Author: E.L. Konigsburg
Year: 1967
I remember reading this book, or having it read to me, when I was young, most likely in gifted class around 5th or 6th grade. I also remember liking it, which is saying something for how many years have passed between then & now. Actually, I remember many classics I was exposed to during those years, and I silently thank my teachers for understanding that literature means something, even to children. The Giver, The White Mountains, The Westing Game; novels for young minds that require some input from the reader, or at least some critical thinking. Basil E. Frankweiler is less a mystery or an adventure and more a character book, combining suspense & excitement, but making the children the main focus. Now, having read the book again, this time to my own children, I found it a pleasant & enjoyable experience, a wonderfully written story that all should read at least once.
Claudia Kincaid is running away. She’s tired of her mundane Greenwich, Connecticut life, tired of being an ignored member of her family, and tired of never feeling or doing anything important. So she’s decided to run away and she’s taking her younger brother Jamie with her, partly because he has a transistor radio and partly because he saves all his money. Claudia & Jamie, after careful planning, hide themselves away in the New York Metropolitan Museum of Art, not an easy feat, given the tourists, the guards, and the lack of showers. But they squirrel themselves away, beginning an adventure that will change their lives. But it’s not the leaving home that does it, it’s an accidental discover concerning a questionable piece of art that sets them down to path toward doing something special, something they will remember for the rest of their days.

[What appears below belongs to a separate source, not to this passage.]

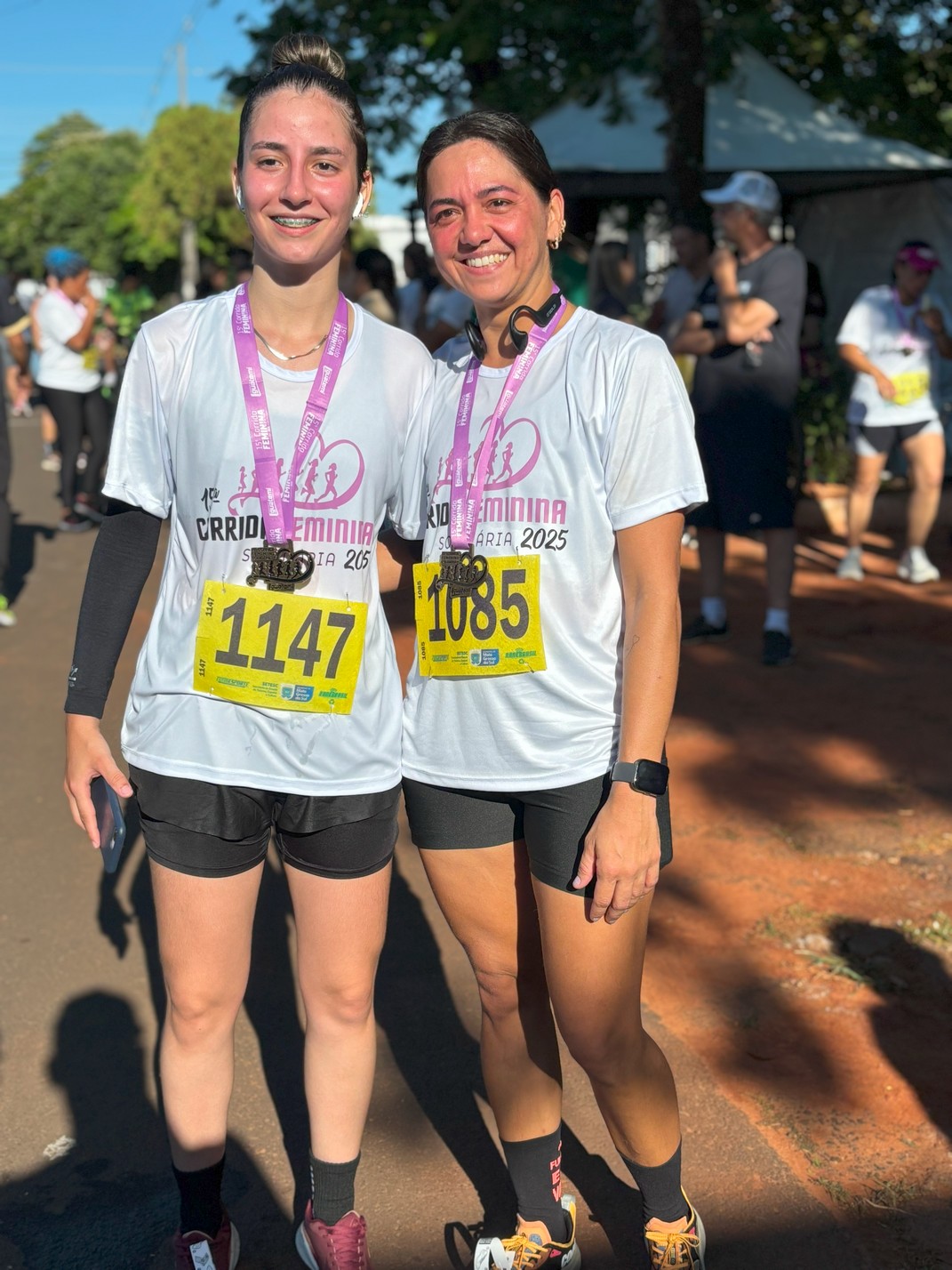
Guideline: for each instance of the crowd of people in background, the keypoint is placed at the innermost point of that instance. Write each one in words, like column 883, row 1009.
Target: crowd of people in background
column 743, row 319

The first thing that’s so great about this book is the amount of preparation & thought that went into keeping the children hidden from all eyes during their stay at the museum. Their schedule is very thorough, and you can almost imagine yourself secreted away behind a sarcophagus while the guards prowl around with their flashlights in the dark of night. Secondly, the mystery the children find themselves amateur detectives on is pretty fun to follow along, even if there’s no great twist or revelation in the end. But the greatest part of Basil E. Frankweiler is the children themselves, excellent characters who you fall in love with, despite their faults & their arguments. It so happens, looking at the book from a film perspective, that my favorite director, Wes Anderson, used this book as inspiration for my favorite movie, The Royal Tenenbaums. Just a cool bonus fact, though the novel hardly needs it, standing up all on its own as a young adult classic that we all should experience.